Much to the shock of our 21st-century sensibilities, popular remedies of the late 19th century often contained strong mind-altering substances like cocaine and opium. And while patients may not have understood what the ingredients were or what they did, these heavy-hitting patent drugs could deliver a feeling of well-being, which may, in some cases, have led to actual well-being.
Medical historian Fred Gibbs explains this counterintuitive take on an age that is more widely thought of in terms of quackery. First of all, he tells Shots, "the placebo effect is very powerful, and we underestimate that. Making a patient feel like they're getting better actually makes them better." A fact which has been well-studied in modern medicine.

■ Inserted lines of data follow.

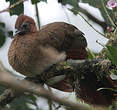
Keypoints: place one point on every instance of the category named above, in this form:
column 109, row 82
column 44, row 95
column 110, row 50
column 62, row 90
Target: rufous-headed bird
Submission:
column 32, row 51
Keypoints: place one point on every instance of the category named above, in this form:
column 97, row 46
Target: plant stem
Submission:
column 107, row 14
column 37, row 15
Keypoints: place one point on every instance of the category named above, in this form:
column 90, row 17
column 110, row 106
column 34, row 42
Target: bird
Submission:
column 32, row 51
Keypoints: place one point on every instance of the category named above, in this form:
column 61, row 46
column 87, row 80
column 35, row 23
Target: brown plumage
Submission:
column 32, row 51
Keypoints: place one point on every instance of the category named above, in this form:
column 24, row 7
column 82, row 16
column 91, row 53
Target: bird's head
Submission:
column 25, row 24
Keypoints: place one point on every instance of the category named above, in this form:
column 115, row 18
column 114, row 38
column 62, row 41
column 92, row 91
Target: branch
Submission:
column 108, row 16
column 9, row 80
column 12, row 6
column 96, row 70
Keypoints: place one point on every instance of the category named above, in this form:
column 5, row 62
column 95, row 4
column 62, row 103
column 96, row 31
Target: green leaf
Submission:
column 111, row 52
column 98, row 4
column 73, row 3
column 17, row 10
column 36, row 1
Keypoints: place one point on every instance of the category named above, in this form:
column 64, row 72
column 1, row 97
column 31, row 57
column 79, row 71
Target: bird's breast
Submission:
column 24, row 56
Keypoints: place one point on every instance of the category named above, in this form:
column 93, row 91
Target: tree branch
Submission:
column 92, row 69
column 9, row 80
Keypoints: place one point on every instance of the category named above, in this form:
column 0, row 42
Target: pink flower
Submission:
column 112, row 3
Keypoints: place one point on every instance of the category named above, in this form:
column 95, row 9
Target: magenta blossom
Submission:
column 112, row 3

We called him up after hearing about an exhibition, called "Pick Your Poison: Intoxicating Pleasures and Medical Prescriptions," at the National Library of Medicine in Bethesda, Md., where Gibbs gave a talk a few months back.
"There wasn't as much of a distinction between good medicine and bad medicine at the time," says Gibbs. "Patients have always known that drugs taken in the wrong amount can be dangerous, so there has always been a gray area between medicine and poison. That gray area was far larger than it is now," he says.

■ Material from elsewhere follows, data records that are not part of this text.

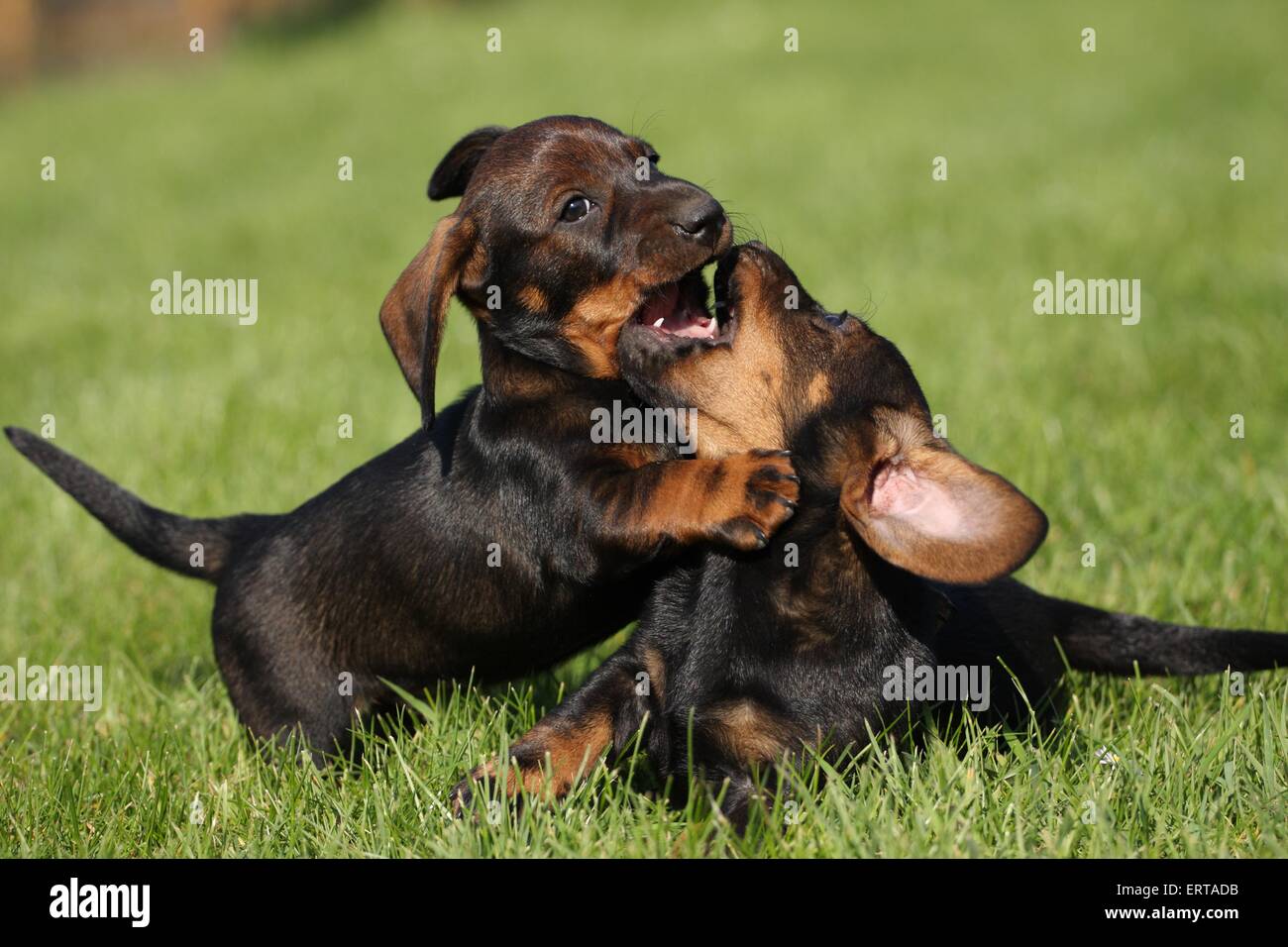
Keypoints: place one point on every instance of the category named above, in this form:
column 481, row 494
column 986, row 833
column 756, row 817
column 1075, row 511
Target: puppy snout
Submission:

Over time, what was acceptable and verboten changed. Side effects and problems with addiction became clearer.
But not always. Society has always had a particularly complicated relationship with alcohol. "In 16th century Germany, brandy was like moonshine, made in basements. It was seen as this bad thing, but then physicians starting using it and it became a miracle drug, then the government started taxing it and it became this high-class product," Gibbs says.

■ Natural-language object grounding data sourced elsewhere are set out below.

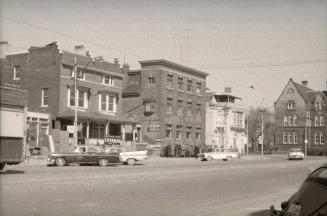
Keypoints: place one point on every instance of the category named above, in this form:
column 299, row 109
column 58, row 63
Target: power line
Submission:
column 69, row 36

Drugs, especially those with mind-altering effects, seem to flow perpetually back and forth across this Rubicon between good and bad, medicine and poison.
Historically, the ebb and flow of our acceptance of strong drugs seems to be about more than just the drug itself. "Perceptions of medicines, drugs, and poisons are intimately tied up with who is using it and who we think should be using it," Gibbs says.